Aevermann mentioned additional improvements to achieve even smaller increases in performance, including voltage optimizations for both the GDDR6 memory of the GPUs and for the general voltage regulator of the GPUs. These result in a power recovery of 1 to 2 W, Aevermann said, which was admittedly mild, but insisted that this was crucial: "We want every saving of half a watt, a quarter watt and a watt to be the GPU core drives. "

The last item on the optimization list is a function that sounds great: "Advanced Optimus". This is Nvidia's term for a new connection protocol that is intended to ensure that the integrated graphics solution of a laptop does not impair the direct connection of an Nvidia Max-Q GPU to the display of a laptop. Aevermann said this is simply an optimized way for OEMs to guarantee screen technologies such as variable refresh rates (G-Sync, FreeSync) and frame rates up to 144 fps and beyond, although we've both seen the last two on Nvidia laptops Years. However, this new toolset may also incur licensing costs or other issues, as only one upcoming laptop, the Lenovo Legion 7, has been approved for implementation of Advanced Optimus at the time of printing. "More will follow later." ("Advanced Optimus, like Dynamic Boost – we offer it to OEMs, but it's up to them to implement it or not," Aevermann told Ars.)

  • This whirring blade looked like chaos in the original implementation of DLSS. This year's update takes into account more common visual systems in games, including semi-transparent materials and particle effects.

  • It also does a ridiculously good job of recognizing and "improving" text elements. While these slides were provided by Nvidia, tests in the current version of the game confirm how Ars tested them.

Nvidia seems to hope that consumers are just as excited about these small improvements as they are about the RTX-exclusive Deep Learning Super Sampling (DLSS) image processing system that received a major update at the end of last month. DLSS 2.0 is indeed an impressive offering because its machine-trained anti-aliasing system can upscale 1080p footage to a whopping 4K pixel count with very little perceptible noise or distortion. As long as developers implement a temporal anti-aliasing system (TAA) in their game and forward the results to Nvidia, an automatic model can be generated. If more games were to do so, it would surely be good news for anyone who values ​​their more expensive RTX GPUs, laptops, or otherwise.

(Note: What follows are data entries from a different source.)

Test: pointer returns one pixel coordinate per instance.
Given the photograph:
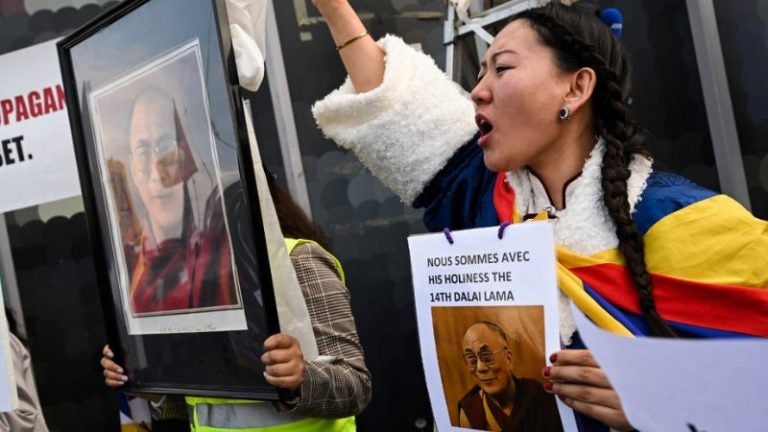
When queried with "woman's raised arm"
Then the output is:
(362, 58)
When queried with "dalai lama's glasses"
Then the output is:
(485, 355)
(165, 152)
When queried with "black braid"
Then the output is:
(623, 140)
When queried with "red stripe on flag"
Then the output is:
(723, 307)
(504, 199)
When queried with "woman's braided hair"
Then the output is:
(582, 40)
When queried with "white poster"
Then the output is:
(487, 311)
(37, 159)
(684, 385)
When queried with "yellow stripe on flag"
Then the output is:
(572, 286)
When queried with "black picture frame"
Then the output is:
(170, 197)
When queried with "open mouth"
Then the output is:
(485, 128)
(483, 124)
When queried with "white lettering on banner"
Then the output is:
(482, 290)
(37, 158)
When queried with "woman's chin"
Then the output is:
(495, 164)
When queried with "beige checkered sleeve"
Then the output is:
(338, 383)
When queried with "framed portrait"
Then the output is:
(170, 197)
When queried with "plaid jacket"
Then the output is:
(337, 384)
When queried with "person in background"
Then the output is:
(28, 416)
(324, 394)
(546, 133)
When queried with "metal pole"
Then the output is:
(717, 98)
(283, 109)
(9, 282)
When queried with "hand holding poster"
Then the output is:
(492, 303)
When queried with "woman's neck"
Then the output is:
(565, 162)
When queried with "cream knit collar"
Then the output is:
(584, 226)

Our own anecdotal tests of last week's DLSS 2.0 patch for the beautiful raytraced game control showed that the system works mostly as advertised and the above pictures Dixie don't whistle: They are confirmed by us same game. However, the effect is much better if a 1080p signal with a resolution of 4K is processed. The DLSS 2.0 up-conversion process continues to have problems with lower resolutions, especially its attempts to scale the 960p resolution to 1440p. Therefore, laptop buyers who are aiming for an RTX system with a 1440p monitor should pay attention to this. Aevermann said that his DLSS system will continue to be gradually updated over time. We therefore hope that resolutions with lower sources will be emphasized more in the future, especially for laptop systems that do not always come with 4K monitors.

As we prepared this report, rumors of Nvidia's next series of Ampere generation GPUs picked up speed. A report indicated that we would have to wait until September 2020 to see "RTX 3000" cards. In the meantime, if you want to get involved with interesting new Nvidia hardware, you have to choose this month's Max-Q line. We hope to be able to work with newly equipped laptops by the end of this month and will report on our results.